SA’s economy most diverse in Africa

SA’s economy most diverse in Africa [Image:]

South Africa as a foreign direct investment destination is regarded as one of the best on the continent. “South Africa remains the most diverse economy on the continent – providing a supportive regulatory framework, a well-developed infrastructure network, a world class financial hub and world class services for business opportunities,” Minister in the Presidency Jeff Radebe said.

According to the United Nations Conference on Trade and Development, South Africa remained the top foreign direct investment destination in Africa during 2013, significantly increasing foreign direct investment inflows from $4.6bn in 2012 to $8.1bn in 2013, mostly in green field’s investments.

Speaking at a media briefing in Johannesburg on Friday ahead of the World Economic Forum (WEF) on Africa, Minister Radebe said South Africa continues to make strides in improving the ease of doing business.

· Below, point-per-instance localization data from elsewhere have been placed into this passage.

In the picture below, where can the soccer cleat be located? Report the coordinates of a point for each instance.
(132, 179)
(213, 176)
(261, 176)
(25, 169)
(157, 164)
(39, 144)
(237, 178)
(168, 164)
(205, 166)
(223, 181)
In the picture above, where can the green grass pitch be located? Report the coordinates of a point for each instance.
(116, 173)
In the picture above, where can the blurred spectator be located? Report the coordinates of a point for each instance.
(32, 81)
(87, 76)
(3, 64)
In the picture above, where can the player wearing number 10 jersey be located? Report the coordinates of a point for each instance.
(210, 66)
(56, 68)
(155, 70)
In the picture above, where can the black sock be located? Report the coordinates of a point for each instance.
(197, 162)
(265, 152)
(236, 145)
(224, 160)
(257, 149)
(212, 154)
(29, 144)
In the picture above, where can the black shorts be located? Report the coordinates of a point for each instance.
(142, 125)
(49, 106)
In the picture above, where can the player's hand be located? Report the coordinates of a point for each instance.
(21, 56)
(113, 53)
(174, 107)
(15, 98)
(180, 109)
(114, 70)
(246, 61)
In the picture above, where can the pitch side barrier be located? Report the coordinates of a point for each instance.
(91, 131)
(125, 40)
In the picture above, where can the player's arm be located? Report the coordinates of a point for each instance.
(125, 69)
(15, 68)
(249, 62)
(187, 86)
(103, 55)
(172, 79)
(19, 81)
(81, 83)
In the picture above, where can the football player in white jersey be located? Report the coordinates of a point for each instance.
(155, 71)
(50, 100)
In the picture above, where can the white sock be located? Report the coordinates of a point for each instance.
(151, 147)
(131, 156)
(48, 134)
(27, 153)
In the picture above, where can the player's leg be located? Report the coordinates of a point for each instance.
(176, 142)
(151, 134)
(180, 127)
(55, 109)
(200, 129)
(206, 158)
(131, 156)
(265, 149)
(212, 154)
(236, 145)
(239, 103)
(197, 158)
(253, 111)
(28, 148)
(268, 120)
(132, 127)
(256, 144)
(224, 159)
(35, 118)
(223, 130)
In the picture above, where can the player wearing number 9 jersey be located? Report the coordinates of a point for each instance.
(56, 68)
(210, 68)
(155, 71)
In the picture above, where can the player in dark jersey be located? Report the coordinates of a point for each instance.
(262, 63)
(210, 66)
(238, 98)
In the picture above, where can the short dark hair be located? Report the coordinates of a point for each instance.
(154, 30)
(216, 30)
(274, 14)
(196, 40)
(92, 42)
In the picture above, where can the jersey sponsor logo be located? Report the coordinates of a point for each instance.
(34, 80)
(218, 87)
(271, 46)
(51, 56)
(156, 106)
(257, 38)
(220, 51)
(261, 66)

“South Africa, if compared to other BRICS [Brazil, Russia, India, China and South Africa] nations, comes first in the five of the 10 criteria the World Bank uses to assess ease of doing business – starting a business, dealing with construction permits, getting credit, protecting investors and paying taxes,” he said.

Minister Radebe said South Africa’s infrastructure build programme is contributing positively to the country’s competiveness as well as supporting regional integration, investment support and growth in Southern Africa.

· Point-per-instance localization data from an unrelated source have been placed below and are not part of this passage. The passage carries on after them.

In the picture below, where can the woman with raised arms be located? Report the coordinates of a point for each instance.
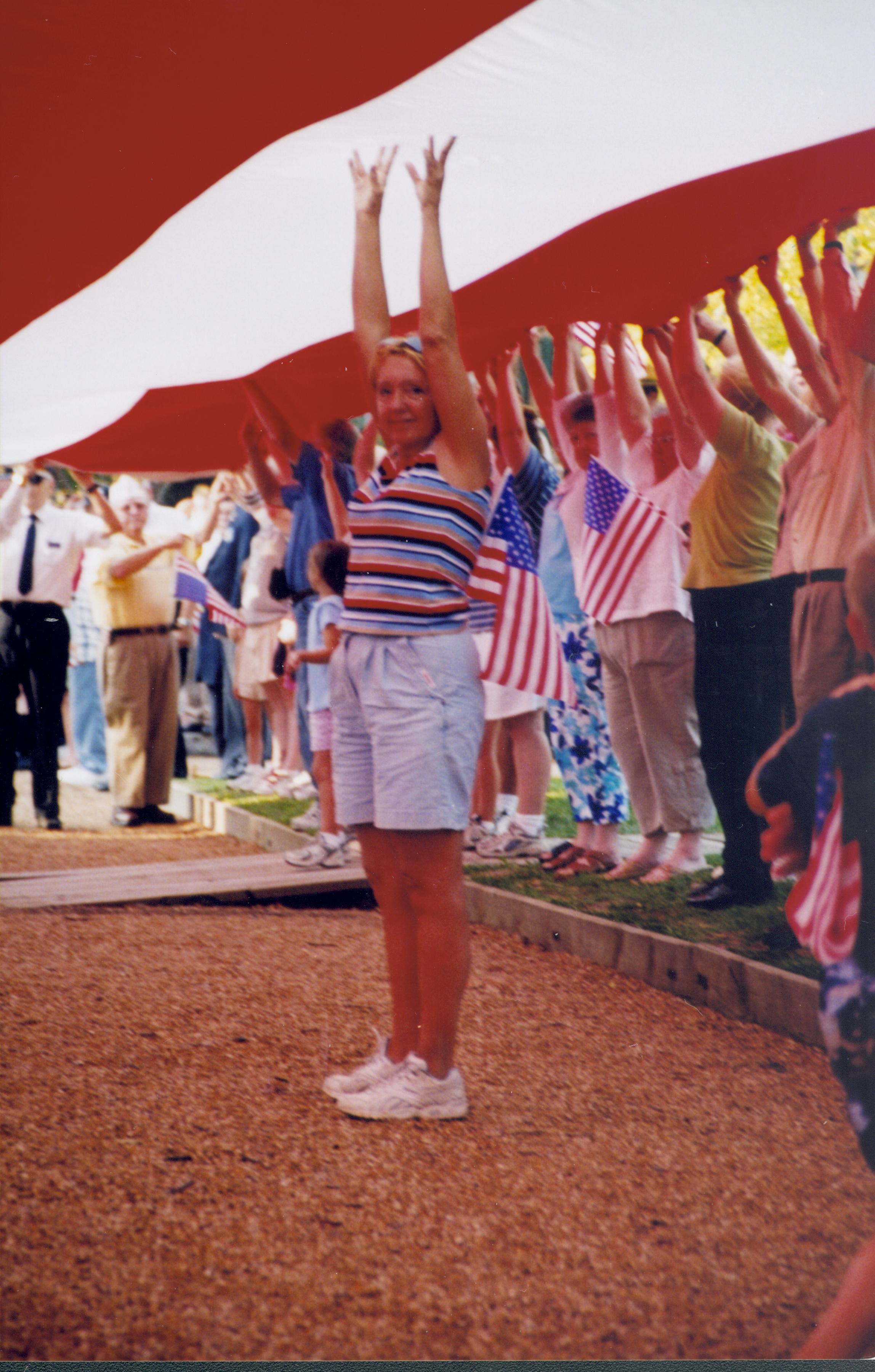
(405, 681)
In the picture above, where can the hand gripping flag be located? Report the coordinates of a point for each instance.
(824, 909)
(194, 586)
(527, 652)
(619, 526)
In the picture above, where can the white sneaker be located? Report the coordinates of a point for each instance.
(378, 1068)
(316, 855)
(516, 843)
(409, 1094)
(476, 831)
(312, 820)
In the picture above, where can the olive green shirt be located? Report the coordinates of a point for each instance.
(734, 514)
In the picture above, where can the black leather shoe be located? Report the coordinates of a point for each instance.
(124, 818)
(155, 815)
(718, 895)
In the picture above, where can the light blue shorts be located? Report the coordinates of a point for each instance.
(408, 721)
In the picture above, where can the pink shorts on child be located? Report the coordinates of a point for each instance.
(320, 730)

The public sector has invested R847.3bn in the infrastructure programme in this current financial year.

“This has contributed to the ease of movement of people, goods and services within South Africa and in the sub region,” the Minister said.

He reiterated that government condemned the acts of violence that were levelled against some foreign nationals in parts of the country.

Government has taken steps in this regard and some of the people who carried out the attacks have been arrested.

President Jacob Zuma set up the Inter-Ministerial Committee (IMC) on Migration which has been mandated to deal with all the underlying causes of the tensions between communities and the foreign nationals.

Some of the areas to be addressed by the IMC is the implementation of labour relations policies which affect foreign nationals; the implementation of the laws that govern business licenses; the country’s border management and generally the country’s migration policies.

WEF Director, Head of Africa, Elsie Kanza said Africa has made great strides politically, economically and socially since 1990 but the continent is also faced challenges.

These challenges, such as job creation, migration, skills development and infrastructure, are expected to be discussed at the forum which will take place from 3 - 5 June in Cape Town.

“What is clear is that the appetite among the forum’s constituents and partners for public-private cooperation to solve these challenges has never been greater,” Kanza said.

She was proud to be able to say that women will have a representation of more than 25 percent at the event.

“Of course this should be 50%, but no other World Economic Forum meeting has achieved such a ratio ever,” Kanza said.

South Africa will host the forum under the theme: “Then and Now: Reimagining Africa’s Future.”

Convened for regional and global leaders from business, government and civil society, the forum will take stock of progress made over the last 25 years, share insights on the present landscape and identify innovative approaches to accelerate inclusive growth while bring about sustainable development in the future.